Singer Coleman Trapp of Coast Modern proclaimed such after performing the first track of the band’s 9:30 Club setlist: “Tiny Umbrella,” a beachy tongue-in-cheek tune about staying positive through loneliness. Considering that less than 20 minutes earlier, electro-pop opener Shaed had performed an acoustic cover of R. Kelly’s “Ignition,” the suggestion that things were “going to” get weird seemed inaccurate in the best of ways.
Trapp forecast weirdness four more times over the course of the performance, an enthusiastic obsession. Each promise was met with applause.

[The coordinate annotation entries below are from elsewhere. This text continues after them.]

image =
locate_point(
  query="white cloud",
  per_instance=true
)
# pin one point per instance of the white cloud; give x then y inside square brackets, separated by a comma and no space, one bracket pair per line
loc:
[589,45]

This pledge of weirdness isn’t new for Coast Modern. In a 2017 interview with Billboard at the release of Coast Modern’s self-titled debut album, Trapp explained how he and bandmate Luke Atlas wrote the early hit “Hollow Life” to demonstrate to their new record label just how weird they wanted the band to be. Their origin was equally unusual: Atlas and Trapp met while commissioned to write science raps for NASA, and had never intended to become a band. Yet, the duo’s success has enabled them to leave Newton’s laws behind.
“Hollow Life” reappears on Coast Modern amid tracks that include even stranger sounds, like a child barking like a dog. The track was a harbinger of a soon-to-be signature style: a surf-rock-inspired hip-hop, complete with marimba-sounding synthesizer, topped with a grungy vocal tone.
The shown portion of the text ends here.